On 9/24/2020 4:59 AM, Paul A Bristow via Boost wrote:
>> -----Original Message-----
>> From: Boost <boost-bounces_at_[hidden]> On Behalf Of Gavin Lambert via Boost
>> Sent: 24 September 2020 03:57
>> To: boost_at_[hidden]
>> Cc: Gavin Lambert <boost_at_[hidden]>
>> Subject: Re: [boost] Proposal for adding C++ level to the meta/libraries.json
>> On 23/09/2020 23:15, Rainer Deyke wrote:
>>> I'm actually very interested in when a library is rendered obsolete by
>>> a
>>> C++ standard. Lots of Boost libraries have equivalents in the C++
>>> standard library, or in some cases in the language itself. In some
>>> cases, the standard library component has completely rendered the
>>> Boost version obsolete. In some cases, the Boost version only exists
>>> as a backport of the standard library component, and was never
>>> intended to be used in C++ versions that include that component. In
>>> some cases, the Boost version and the standard library component have
>>> developed in different directions, and both are viable. And in some
>>> cases, the Boost version exists to correct a perceived flaw in a
>>> standard library component, so the Boost version should probably be
>>> preferred. It is often not clear which of these applies to which
>>> library, even after reading the library documentation (which may
>>> predate the standard library component).
>> In theory, I think that's what the existing "std" field was for: "this library is included in this standard
>> version".
>> Although that's not the whole story, since e.g. Boost.Assign as you mentioned was not directly included
>> but (AFAIK) is rendered entirely obsolete by initializer lists, and e.g. Boost.SmartPtr and Boost.Thread
>> while *mostly* obsolete do include some extended functionality not in the standard implementation.
>> And Boost.Variant[2] make different design choices from the standard implementation, so all three are
>> viable alternatives.
>> I don't think any meta field is really going to capture these sorts of things too well.
> But better than nothing?
> Provided we don't oversell the information.

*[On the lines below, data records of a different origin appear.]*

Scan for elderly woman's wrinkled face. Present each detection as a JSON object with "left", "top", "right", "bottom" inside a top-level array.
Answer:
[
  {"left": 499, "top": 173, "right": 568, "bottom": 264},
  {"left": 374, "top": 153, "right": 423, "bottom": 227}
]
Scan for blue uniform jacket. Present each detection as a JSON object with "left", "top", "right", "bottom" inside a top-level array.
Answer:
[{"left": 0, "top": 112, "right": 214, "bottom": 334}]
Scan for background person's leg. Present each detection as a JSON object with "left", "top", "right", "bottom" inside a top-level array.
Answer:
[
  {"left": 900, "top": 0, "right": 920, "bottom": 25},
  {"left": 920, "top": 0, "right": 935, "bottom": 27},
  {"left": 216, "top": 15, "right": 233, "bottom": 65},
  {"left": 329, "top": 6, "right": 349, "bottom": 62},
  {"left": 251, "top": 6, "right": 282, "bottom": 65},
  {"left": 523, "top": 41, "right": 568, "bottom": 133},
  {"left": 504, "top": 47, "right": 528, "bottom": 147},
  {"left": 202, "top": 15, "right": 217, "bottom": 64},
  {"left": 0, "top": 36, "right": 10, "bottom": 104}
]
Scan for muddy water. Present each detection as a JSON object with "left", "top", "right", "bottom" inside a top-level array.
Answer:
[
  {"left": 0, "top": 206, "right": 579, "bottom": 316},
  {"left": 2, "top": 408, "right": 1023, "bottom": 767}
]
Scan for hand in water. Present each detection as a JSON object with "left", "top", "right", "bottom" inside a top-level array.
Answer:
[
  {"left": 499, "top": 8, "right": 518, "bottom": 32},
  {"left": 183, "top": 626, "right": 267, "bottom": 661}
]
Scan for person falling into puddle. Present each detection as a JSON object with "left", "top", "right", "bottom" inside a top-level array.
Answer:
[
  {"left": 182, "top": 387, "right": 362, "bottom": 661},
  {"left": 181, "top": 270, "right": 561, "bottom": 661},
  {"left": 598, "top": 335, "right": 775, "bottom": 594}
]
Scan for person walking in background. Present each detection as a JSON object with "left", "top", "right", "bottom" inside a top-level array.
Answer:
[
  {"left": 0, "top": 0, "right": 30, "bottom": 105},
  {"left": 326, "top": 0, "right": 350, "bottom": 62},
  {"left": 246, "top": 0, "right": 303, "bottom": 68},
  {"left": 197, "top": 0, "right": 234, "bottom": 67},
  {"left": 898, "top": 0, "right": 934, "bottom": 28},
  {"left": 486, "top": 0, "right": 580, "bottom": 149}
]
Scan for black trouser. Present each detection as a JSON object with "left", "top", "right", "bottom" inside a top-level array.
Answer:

We need some BIG cautions that this is only a very approximate guide to the full story - which is ultimately "try it and see".

My disgust with the "try it and see" approach is the main reason why I
proposed the additions to the meta information, which would, at the very
least, tell the end-user whether a Boost library is compilable for the
C++ standard level they are using. Is this really too much information
to give end-users, and is it really better that an end-user should have
to dig through Boost library docs, where the information is often not
there at all even if it could be found, just to find out if Boost
library X can be compiled by the end-user who is using C++ standard
level Y for his project ? I doubt it. Yes, a given library might be more
complicated, and provide some functionality over and above the minimal
C++ standard level needed to use that library depending on a host of
features in the compiler being used, but that is no reason to not at
least tell the end-user what the minimum level needed actually is, and
then the end-user can read the docs and hopefully find out what other
"advanced" library features, needing what other C++ standard level
features, are available for that library. But that does not negate the
fact that simply using the basic features of a Boost library the
end-user would like to know if his C++ standard compilation level is
good enough for X library's main functionality.